To get around the requirement for specific skills, Dr Wills proposed up to five experts could be co-opted if trustees saw fit, while direct elections to the trust would have been held at the midpoint between local authority ballots.
He said it was for the people of Shetland to judge whether someone had sufficient common sense, general knowledge and wisdom to be a trustee. He described selection as going “backwards away from democracy and towards bureaucracy”.
Councillor-trustee Gary Robinson mocked the apparent fear that direct elections would lead to “random” results, noting that “randoms have done not bad” in building up funds worth nearly £200 million in the last three decades.

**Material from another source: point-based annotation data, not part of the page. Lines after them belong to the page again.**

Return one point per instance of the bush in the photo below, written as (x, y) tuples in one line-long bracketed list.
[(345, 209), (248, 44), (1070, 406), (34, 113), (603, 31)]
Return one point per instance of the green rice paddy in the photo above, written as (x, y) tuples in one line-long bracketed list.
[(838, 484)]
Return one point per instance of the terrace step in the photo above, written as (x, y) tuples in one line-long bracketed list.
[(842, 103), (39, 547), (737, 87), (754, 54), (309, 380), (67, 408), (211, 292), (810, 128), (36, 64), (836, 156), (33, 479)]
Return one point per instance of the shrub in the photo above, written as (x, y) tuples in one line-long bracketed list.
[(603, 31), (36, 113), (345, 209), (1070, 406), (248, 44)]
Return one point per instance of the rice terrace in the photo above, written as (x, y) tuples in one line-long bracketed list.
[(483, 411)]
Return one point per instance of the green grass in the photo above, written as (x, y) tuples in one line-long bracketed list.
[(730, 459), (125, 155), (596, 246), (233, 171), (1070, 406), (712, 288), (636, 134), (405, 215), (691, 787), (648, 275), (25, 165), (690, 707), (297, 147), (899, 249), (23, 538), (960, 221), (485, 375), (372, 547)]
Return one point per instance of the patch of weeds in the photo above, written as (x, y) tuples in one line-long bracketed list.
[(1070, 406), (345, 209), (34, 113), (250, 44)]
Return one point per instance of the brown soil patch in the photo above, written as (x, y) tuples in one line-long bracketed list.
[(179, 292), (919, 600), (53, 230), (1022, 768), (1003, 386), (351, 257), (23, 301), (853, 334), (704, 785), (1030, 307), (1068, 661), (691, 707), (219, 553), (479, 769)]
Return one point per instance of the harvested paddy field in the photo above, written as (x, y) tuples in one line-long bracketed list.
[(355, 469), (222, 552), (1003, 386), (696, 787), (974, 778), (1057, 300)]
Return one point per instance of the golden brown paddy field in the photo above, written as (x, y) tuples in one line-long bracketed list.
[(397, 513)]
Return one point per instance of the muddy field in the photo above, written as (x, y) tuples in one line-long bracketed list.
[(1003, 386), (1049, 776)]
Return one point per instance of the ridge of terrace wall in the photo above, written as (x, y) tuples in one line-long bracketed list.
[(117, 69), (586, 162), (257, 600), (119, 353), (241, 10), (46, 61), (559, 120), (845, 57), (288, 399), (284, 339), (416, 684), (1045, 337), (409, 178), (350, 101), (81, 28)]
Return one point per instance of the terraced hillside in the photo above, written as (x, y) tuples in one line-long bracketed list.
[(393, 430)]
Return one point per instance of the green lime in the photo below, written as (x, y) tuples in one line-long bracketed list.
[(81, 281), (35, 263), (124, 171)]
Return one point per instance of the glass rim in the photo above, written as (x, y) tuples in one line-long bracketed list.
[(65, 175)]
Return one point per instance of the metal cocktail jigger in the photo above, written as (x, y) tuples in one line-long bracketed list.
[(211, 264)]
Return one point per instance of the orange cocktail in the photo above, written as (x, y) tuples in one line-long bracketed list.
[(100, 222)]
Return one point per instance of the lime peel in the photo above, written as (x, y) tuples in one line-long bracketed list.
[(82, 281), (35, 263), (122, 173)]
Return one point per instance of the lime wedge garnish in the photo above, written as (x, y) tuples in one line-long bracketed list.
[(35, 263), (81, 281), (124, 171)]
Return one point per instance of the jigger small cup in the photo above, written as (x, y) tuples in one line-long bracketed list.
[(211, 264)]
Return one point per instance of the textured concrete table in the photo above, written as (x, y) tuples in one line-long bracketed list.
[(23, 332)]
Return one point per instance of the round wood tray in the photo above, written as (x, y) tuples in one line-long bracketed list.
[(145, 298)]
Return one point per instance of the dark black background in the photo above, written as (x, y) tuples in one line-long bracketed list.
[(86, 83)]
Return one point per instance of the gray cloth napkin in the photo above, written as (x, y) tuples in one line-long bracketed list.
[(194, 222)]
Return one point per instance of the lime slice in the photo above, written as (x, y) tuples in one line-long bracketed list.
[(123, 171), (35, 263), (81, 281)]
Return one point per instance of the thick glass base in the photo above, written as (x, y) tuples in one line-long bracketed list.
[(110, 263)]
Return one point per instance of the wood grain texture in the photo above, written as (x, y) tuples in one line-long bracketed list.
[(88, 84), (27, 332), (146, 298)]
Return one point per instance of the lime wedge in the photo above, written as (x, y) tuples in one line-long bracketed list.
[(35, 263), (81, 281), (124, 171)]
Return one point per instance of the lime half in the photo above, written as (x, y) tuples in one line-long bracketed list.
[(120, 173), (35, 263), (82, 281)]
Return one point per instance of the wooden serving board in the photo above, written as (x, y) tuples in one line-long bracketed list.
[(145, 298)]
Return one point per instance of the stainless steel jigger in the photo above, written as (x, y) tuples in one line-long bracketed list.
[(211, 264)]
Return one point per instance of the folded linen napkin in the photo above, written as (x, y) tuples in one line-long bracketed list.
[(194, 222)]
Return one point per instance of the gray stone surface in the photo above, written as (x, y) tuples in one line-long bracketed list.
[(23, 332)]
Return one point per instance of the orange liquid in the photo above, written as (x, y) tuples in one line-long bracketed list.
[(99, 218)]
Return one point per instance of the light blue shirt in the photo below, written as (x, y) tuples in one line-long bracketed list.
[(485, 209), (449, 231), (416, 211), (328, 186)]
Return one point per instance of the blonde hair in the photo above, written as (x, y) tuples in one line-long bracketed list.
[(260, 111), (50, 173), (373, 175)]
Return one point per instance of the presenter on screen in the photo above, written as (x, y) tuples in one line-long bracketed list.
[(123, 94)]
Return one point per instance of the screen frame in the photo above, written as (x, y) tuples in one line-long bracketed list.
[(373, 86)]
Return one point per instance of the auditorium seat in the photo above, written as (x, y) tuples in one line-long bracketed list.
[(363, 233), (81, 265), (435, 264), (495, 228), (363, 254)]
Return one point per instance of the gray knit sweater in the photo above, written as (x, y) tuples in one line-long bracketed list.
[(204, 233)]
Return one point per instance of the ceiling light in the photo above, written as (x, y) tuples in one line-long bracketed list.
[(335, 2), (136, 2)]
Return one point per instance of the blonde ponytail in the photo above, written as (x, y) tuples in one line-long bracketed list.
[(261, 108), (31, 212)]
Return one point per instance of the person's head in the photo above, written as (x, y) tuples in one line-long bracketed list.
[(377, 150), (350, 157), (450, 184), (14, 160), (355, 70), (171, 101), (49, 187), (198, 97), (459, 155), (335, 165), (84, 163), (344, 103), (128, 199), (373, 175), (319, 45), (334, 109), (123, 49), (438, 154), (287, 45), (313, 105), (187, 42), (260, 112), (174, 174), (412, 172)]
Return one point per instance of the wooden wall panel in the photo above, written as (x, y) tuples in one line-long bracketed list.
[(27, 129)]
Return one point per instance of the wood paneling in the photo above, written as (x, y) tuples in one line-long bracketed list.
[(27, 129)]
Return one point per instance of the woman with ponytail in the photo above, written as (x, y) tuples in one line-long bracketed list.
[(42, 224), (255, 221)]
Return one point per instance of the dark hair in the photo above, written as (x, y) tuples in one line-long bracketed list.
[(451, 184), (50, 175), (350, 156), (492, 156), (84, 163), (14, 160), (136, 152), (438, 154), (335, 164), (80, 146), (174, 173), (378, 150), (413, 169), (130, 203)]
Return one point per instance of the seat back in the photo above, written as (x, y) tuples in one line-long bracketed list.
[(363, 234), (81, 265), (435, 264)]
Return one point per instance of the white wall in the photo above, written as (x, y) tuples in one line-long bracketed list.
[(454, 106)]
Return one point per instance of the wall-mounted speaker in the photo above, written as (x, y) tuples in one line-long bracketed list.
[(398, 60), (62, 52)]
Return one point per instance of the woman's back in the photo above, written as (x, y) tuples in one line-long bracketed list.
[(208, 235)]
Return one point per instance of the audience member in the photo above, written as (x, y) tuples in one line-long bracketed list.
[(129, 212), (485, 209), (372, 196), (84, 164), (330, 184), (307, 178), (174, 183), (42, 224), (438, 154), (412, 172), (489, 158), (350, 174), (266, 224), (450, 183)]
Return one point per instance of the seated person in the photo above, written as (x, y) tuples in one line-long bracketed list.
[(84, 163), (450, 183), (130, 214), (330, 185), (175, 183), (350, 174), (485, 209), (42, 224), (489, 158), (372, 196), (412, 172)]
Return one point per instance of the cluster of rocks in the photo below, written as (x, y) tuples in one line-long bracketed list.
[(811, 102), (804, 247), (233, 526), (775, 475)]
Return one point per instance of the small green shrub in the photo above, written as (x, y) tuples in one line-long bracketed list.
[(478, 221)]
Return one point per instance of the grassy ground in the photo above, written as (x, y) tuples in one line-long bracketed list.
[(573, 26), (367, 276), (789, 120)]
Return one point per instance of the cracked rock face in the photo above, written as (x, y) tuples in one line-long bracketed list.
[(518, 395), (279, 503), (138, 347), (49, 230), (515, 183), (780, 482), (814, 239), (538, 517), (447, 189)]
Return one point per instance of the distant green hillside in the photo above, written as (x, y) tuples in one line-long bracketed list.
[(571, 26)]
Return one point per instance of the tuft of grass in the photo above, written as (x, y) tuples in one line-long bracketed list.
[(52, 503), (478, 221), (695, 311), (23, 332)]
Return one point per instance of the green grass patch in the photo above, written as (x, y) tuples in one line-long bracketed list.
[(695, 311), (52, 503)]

He was unclear just what the trust would be looking for in recruiting independents: “What constitutes suitably able?” he asked. “Lawyers, doctors? What are we speaking about here?”
Mr Mackintosh said the idea was to recruit individuals with relevant experience and the ability to “intelligently question”, for example, the trust’s stock market fund managers.
Councillor-trustee Laura Baisley said the governance review group had “discussed, argued and revised” for many, many hours. Going against their recommendation would have shown “great disrespect”, she said, adding: “They might as well have been playing Tiddlywinks.”
Ms Nicolson, who was part of the governance review group, said she was happy with the “backbone of continuity” provided by the eight-seven split of appointees and councillors. While she sympathised with Dr Wills’ proposal, she feared trust ballots would be seen as “second class” elections.
At the start of the meeting, trustees rejected by 11 votes to six a request that absent councillor-trustees including Caroline Miller could take part in the meeting by telephone from outwith Shetland.
Mr Robinson said the idea was “utterly scandalous” and “smacks of political expediency”, while Florence Grains said such a change required detailed consideration and should not be made “on the hoof”.
One of only two members of the public following the proceedings was Billy Fox, who has confirmed he will stand for election in May. He hit out at the trust’s decision afterwards, saying it “disenfranchised” the public. He said a quorum of only six trustees meant that as few as three people could end up taking decisions on behalf of Shetland where tens of millions of pounds were at stake.
In a roll-call vote, those who backed selecting the independent trustees were: Laura Baisley, Jim Budge, Alastair Cooper, Betty Fullerton, Jim Henry, Bill Manson, Rick Nickerson, independent Valerie Nicolson and Frank Robertson.
Those who wanted the eight independents to be elected were: Gussie Angus, Addie Doull, Florence Grains, Robert Henderson, Gary Robinson and Jonathan Wills.